Linda Doggett's office is a good barometer of the recovering economy.
The newly elected Lee County clerk of courts says her office is gaining ground on the backlog of foreclosures and the value and number of mortgage documents filed has risen. “It shows our economy going up a little bit,” Doggett says.
At the worst point in the economy, Lee County's courts faced a backlog of 25,000 foreclosure cases. Charlie Green, then the clerk of courts, ramped up the foreclosure hearings in a process dubbed the “rocket docket” because of its speedy efficiency, gaining national attention for his efforts.
Doggett, who was part of Green's tenure, says clearing the remaining 9,500 cases could take another two years. Many of the remaining cases are complex or delayed by one party or another. “We worked very diligently with the judges,” she says.
The foreclosure cases being filed today are evenly divided between residential and commercial real estate, but Doggett says the pace of foreclosure filings is slowing. “I don't know what normal is,” she chuckles.
Doggett recently traveled to Tallahassee, where she and other court clerks were assured of future funding. “Now we can operate without being in fear of closing our doors,” she says.
The clerk's office has been a model of efficiency, thanks in large part to the fact that Doggett was the court's information technology director for 10 years in Green's administration. Roughly 90 people of the 350-strong staff work from home with computers in departments such as accounts payable and recording. Doggett's office will begin mandatory electronic filing of documents April 1 for civil cases and Oct. 1 for criminal cases.
“If we can go paperless, we can send more people to work from home,” Doggett says. That means attorneys won't have to come to the courthouse to file and the clerk will need less office space.
Doggett concedes that it's been challenging to make the paperless shift. “In 2000 I naively said we can do this in two years,” she laughs. “I think we'll get it done this year.”
Attorneys can file electronically today and about 10% of them already do, but some will wait until the last minute. “We've been providing training for months and months,” Doggett says, promising she won't slam the paper counters shut April 1.
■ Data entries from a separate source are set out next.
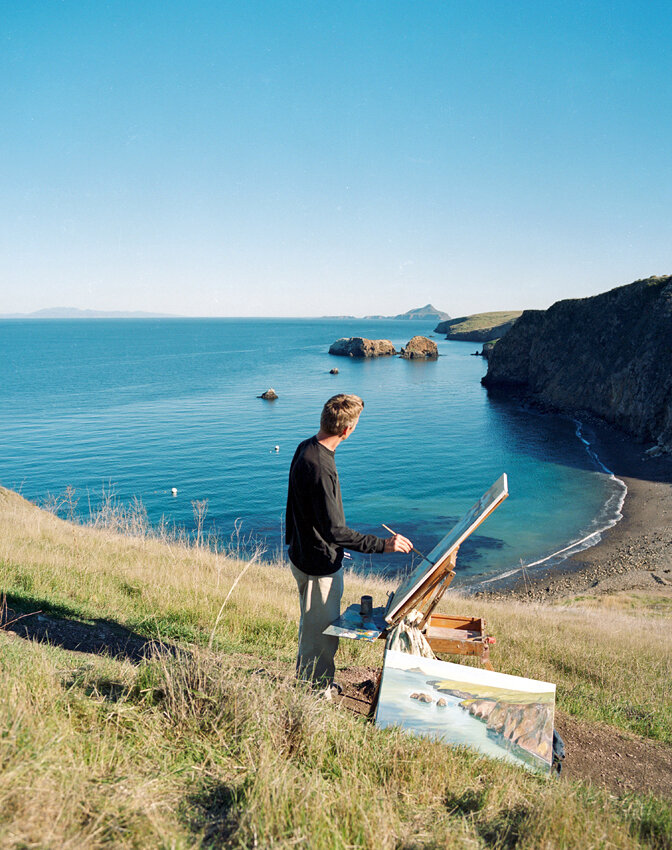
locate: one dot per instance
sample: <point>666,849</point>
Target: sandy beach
<point>634,555</point>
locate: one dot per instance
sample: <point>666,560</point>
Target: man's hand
<point>398,543</point>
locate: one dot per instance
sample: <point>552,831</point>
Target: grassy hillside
<point>480,327</point>
<point>213,744</point>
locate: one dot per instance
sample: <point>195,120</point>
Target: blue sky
<point>308,158</point>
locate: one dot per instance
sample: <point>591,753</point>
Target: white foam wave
<point>612,513</point>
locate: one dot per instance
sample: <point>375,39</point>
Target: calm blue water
<point>147,405</point>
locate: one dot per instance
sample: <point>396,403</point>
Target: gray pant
<point>320,601</point>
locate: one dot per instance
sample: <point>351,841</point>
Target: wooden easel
<point>446,633</point>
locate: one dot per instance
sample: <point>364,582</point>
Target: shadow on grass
<point>210,811</point>
<point>58,625</point>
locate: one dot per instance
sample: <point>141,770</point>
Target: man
<point>317,535</point>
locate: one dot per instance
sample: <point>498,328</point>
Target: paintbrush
<point>417,551</point>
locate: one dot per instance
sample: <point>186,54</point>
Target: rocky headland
<point>528,726</point>
<point>479,327</point>
<point>357,346</point>
<point>420,348</point>
<point>609,355</point>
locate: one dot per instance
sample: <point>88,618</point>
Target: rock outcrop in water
<point>610,355</point>
<point>357,346</point>
<point>420,348</point>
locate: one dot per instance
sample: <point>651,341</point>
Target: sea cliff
<point>609,355</point>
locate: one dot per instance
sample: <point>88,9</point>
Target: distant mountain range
<point>74,313</point>
<point>428,313</point>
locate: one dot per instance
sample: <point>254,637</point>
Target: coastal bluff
<point>609,354</point>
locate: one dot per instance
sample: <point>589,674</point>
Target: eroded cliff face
<point>529,726</point>
<point>610,354</point>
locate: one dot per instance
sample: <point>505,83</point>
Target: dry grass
<point>206,749</point>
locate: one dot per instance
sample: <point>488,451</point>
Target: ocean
<point>137,407</point>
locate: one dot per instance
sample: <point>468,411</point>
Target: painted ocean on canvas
<point>501,716</point>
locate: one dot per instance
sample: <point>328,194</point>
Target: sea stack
<point>357,346</point>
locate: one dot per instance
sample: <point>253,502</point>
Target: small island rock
<point>420,348</point>
<point>421,697</point>
<point>357,346</point>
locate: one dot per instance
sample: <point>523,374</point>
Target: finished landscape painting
<point>502,716</point>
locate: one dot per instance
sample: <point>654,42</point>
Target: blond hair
<point>339,413</point>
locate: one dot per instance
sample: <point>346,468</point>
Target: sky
<point>215,158</point>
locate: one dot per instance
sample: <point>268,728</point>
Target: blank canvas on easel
<point>432,563</point>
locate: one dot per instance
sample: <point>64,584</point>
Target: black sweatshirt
<point>316,529</point>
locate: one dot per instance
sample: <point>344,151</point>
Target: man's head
<point>340,414</point>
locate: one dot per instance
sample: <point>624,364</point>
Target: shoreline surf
<point>612,514</point>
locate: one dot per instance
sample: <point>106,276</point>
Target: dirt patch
<point>596,753</point>
<point>99,637</point>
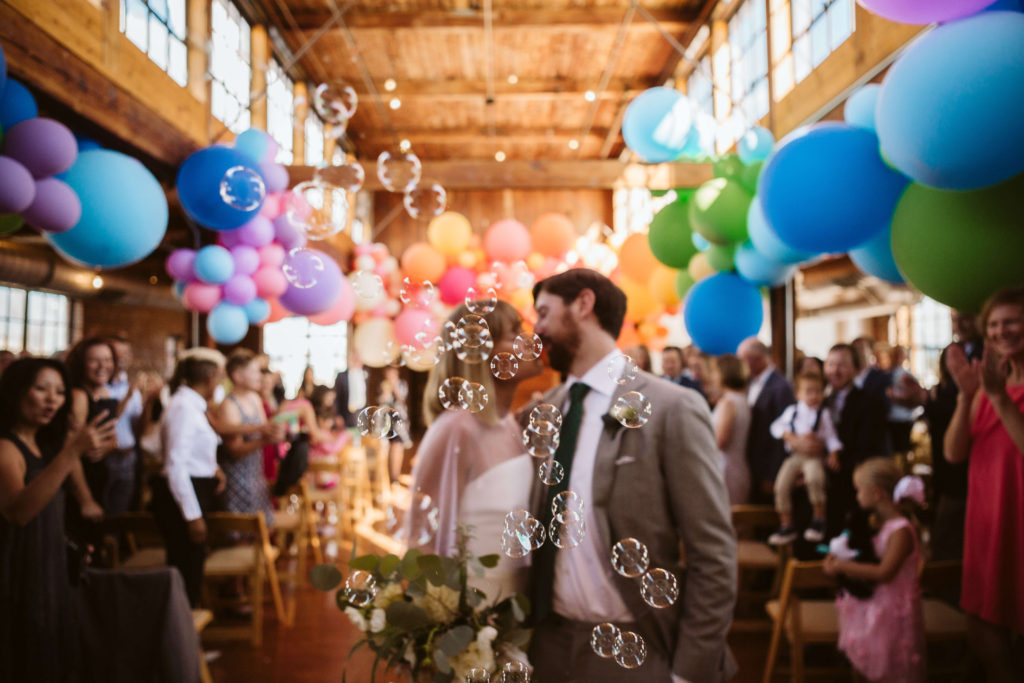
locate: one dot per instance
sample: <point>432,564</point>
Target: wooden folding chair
<point>253,559</point>
<point>804,622</point>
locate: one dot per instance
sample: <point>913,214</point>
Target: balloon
<point>765,240</point>
<point>199,187</point>
<point>958,248</point>
<point>721,311</point>
<point>859,108</point>
<point>671,238</point>
<point>323,294</point>
<point>758,269</point>
<point>227,324</point>
<point>450,232</point>
<point>919,11</point>
<point>55,208</point>
<point>826,188</point>
<point>213,264</point>
<point>635,258</point>
<point>656,124</point>
<point>756,144</point>
<point>374,342</point>
<point>455,283</point>
<point>553,235</point>
<point>17,188</point>
<point>718,211</point>
<point>16,104</point>
<point>124,211</point>
<point>938,132</point>
<point>876,258</point>
<point>507,241</point>
<point>179,264</point>
<point>201,297</point>
<point>422,262</point>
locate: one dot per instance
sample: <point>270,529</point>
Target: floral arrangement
<point>420,613</point>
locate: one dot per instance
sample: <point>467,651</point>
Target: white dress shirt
<point>189,449</point>
<point>584,589</point>
<point>803,423</point>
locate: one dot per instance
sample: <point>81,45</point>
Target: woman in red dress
<point>988,428</point>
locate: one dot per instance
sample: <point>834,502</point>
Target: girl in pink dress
<point>884,636</point>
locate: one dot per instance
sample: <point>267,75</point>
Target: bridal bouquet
<point>418,612</point>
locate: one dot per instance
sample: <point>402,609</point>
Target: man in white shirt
<point>659,483</point>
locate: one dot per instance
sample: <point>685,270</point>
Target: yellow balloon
<point>699,267</point>
<point>450,232</point>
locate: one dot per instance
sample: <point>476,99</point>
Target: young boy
<point>806,417</point>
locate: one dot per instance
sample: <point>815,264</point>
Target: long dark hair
<point>15,382</point>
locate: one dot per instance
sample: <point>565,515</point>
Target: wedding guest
<point>671,464</point>
<point>988,427</point>
<point>38,453</point>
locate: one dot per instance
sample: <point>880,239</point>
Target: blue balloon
<point>227,324</point>
<point>758,269</point>
<point>765,240</point>
<point>950,109</point>
<point>124,211</point>
<point>827,189</point>
<point>859,110</point>
<point>214,264</point>
<point>199,187</point>
<point>656,124</point>
<point>876,258</point>
<point>16,104</point>
<point>721,311</point>
<point>756,144</point>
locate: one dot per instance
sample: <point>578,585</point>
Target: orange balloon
<point>553,235</point>
<point>635,258</point>
<point>421,261</point>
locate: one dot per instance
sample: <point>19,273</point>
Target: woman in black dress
<point>37,455</point>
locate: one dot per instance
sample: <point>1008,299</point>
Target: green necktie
<point>544,558</point>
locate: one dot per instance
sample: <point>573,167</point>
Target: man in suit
<point>660,483</point>
<point>768,394</point>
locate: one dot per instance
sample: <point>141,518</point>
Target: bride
<point>473,465</point>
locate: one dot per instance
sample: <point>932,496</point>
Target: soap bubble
<point>604,640</point>
<point>360,588</point>
<point>551,472</point>
<point>527,346</point>
<point>302,267</point>
<point>658,588</point>
<point>630,558</point>
<point>623,369</point>
<point>504,366</point>
<point>243,188</point>
<point>398,172</point>
<point>631,651</point>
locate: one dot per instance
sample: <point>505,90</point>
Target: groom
<point>660,483</point>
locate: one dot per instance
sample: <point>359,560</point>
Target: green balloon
<point>961,247</point>
<point>670,236</point>
<point>718,211</point>
<point>721,257</point>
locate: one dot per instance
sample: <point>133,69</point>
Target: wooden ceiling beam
<point>583,174</point>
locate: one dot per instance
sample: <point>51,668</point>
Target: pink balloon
<point>507,241</point>
<point>201,297</point>
<point>270,282</point>
<point>455,283</point>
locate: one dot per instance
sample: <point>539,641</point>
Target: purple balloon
<point>274,176</point>
<point>310,264</point>
<point>246,259</point>
<point>44,146</point>
<point>257,232</point>
<point>56,207</point>
<point>17,188</point>
<point>179,264</point>
<point>240,290</point>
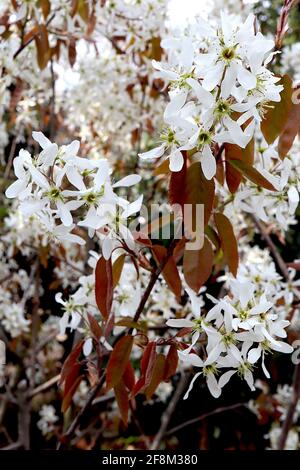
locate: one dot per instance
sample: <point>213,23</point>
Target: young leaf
<point>276,117</point>
<point>170,271</point>
<point>122,398</point>
<point>104,286</point>
<point>157,375</point>
<point>197,265</point>
<point>118,361</point>
<point>228,242</point>
<point>234,152</point>
<point>199,190</point>
<point>42,46</point>
<point>252,174</point>
<point>70,361</point>
<point>95,327</point>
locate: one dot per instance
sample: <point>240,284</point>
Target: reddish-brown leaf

Technology promises to play a bigger role in the clerk's audit responsibilities of the county's budget. Doggett says she plans to implement a risk-assessment program that will flag areas of county finances that need more frequent audits. The program will be based on variables such as dollar amounts and number of employees and it will rate the risks. “We'll start early next calendar year,” Doggett says.
One of the reasons Doggett plans to use risk-assessment software is to take the politics out of the process and keep the clerk's office from being accused of targeting politicians or bureaucrats. “That's what I like about it,” she says.
One audit that will be well read when it's published next month will focus on Lee County's economic development department, for example. Her office is looking at how the county has been spending money to attract companies to the area. She declines to discuss the findings so far, but, she says: “There's always room for improvement.”